There is more to it than that. This service is part of the CI system we 
operate. The way you consume it is through the use of Zuul jobs. If you want to 
inject data into our Logstash/Elasticsearch system you do that by configuring 
your jobs in Zuul to do so. We are not in the business of operating one off 
solutions to problems. We support a large variety of users and projects and 
using generic flexible systems like this one is how we make that viable.

Additionally these systems are community managed so that we can work together 
to solve these problems in a way that gives the infra team appropriate 
administrative access while still allowing you and others to get specific work 
done. Rather than avoid this tooling can we please attempt to use it when it 
has preexisting solutions to problems like this? We will happily do our best to 
make re-consumption of existing systems a success, but building one off 
solutions to solve problems that are already solved does not scale.

> 
> > 
> > >
> > > Let me know you see any issues with that Jenkins/filebeat/socket/JSON 
> > > flow.
> > >
> > > I need to deploy a new machine to process master branch merges to
> > > generate the data (currently we have a machine that is processing PRs at
> > > submission, not merge, which is not the data we want to track long
> > > term). I'll let you know when I have that up and running. If we wanted
> > > to move on this earlier, then I could inject data to a test index from
> > > my local test setup - all it would need I believe is the valid keys for
> > > the filebeat->logstash connection.
> 
> Oh, I've deployed a Jenkins slave and job to test out the first stage of 
> the flow btw:
> http://jenkins.katacontainers.io/job/kata-metrics-runtime-ubuntu-16-04-master/
> 
> > >
> > > > Clark
> > > Thanks!
> > >   Graham (now on copy ;-)
> > 
> > Ideally we'd make use of the existing community infrastructure as much as
> > possible to make this sustainable and secure.
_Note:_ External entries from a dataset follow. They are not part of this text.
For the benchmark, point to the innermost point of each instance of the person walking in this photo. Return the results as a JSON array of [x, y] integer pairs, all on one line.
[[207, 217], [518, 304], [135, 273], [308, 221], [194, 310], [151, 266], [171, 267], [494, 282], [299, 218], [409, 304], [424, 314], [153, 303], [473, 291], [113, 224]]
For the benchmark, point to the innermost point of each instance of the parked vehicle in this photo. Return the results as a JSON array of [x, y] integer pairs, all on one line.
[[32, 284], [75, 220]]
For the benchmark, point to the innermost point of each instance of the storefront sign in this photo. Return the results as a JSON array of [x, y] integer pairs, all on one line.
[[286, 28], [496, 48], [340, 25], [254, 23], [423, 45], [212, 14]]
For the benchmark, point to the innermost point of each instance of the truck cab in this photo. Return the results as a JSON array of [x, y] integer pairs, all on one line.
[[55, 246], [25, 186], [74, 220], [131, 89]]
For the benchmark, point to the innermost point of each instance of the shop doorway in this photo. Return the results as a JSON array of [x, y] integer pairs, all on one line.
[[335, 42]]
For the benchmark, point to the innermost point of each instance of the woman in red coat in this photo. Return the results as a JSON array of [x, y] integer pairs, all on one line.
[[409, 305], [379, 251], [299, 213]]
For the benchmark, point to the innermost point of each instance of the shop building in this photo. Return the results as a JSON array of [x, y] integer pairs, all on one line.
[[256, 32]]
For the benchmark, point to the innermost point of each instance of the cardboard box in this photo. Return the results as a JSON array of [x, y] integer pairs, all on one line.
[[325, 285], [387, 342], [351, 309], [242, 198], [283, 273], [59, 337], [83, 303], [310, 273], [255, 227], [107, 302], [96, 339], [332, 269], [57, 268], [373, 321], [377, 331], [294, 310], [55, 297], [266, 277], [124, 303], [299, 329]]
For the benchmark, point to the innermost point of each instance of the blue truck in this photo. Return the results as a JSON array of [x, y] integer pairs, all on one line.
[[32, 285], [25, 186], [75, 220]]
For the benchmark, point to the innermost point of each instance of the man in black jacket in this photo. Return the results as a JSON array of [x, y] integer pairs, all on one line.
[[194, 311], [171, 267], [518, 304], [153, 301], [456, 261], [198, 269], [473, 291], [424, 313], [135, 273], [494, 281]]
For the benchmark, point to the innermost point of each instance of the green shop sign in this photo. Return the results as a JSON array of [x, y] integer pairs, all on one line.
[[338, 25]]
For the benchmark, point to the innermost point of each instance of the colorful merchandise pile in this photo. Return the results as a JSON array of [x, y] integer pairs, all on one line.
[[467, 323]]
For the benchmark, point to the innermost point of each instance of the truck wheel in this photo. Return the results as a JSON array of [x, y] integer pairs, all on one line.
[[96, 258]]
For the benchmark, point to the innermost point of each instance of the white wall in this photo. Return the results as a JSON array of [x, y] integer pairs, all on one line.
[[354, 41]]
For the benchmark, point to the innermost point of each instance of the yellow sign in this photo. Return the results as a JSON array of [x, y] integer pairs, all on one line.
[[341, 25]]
We are happy to modify our
> > existing tooling as necessary to do this. Update the logstash 
> > configuration, add
> > Nodepool resources, have grafana talk to elasticsearch, and so on.
> 
> I think the only key decision is if we can use the packet.net slaves as 
> driven by the kata Jenkins master, or if we have to move the management 
> of those into Zuul.
> For expediency and consistency with the rest of the Kata CI, obviously I 
> lean heavily towards Jenkins.
> If we do have to go with Zuul, then I think we'll have to work out who 
> has access to and how they can modify the Zuul job configs for Kata.

I wasn't directly involved with the decision making at the time but back at the 
beginning of the year my understanding was that Jenkins was chosen over Zuul 
for expediency. This wasn't a bad choice as the Github support in Zuul was 
still quite new (though having more users would likely have pushed it along 
more quickly). It probably would be worthwhile to decide separately if Jenkins 
is the permanent solution to the Kata CI tooling problem, or if we should 
continue to push for Zuul. If we want to push for Zuul then I think we need to 
stop choosing Jenkins as a default and start implementing new stuff in Zuul 
then move the existing CI as Kata is able.

As for who has Zuul access, the Infra team has administrative access to the 
service. Zuul configuration for the existing Kata jobs is done through a repo 
managed by the infra team, but anyone can push and propose changes to this 
repo. The reason for this is Zuul wants to gate its config updates to prevent 
new configs from being merged without being tested. Bypassing this testing does 
allow you to break your Zuul configuration. Currently we aren't gating Kata 
with Zuul so the configs live in the Infra repo. If we started gating Kata 
changes with Zuul we could move the configs into Kata repos and Kata could self 
manage them.

Looking ahead Zuul is multitenant aware, and we could deploy a Kata tenant. 
This would give Kata a bit more freedom to configure its Zuul pipeline behavior 
as desired, though gating is still strongly recommended as that will prevent 
broken configs from merging.

> 
> (adding Salvador to CC, as he is the Kata Jenkins owner mostly, and has 
> also worked on the Zuul PoC for Kata before).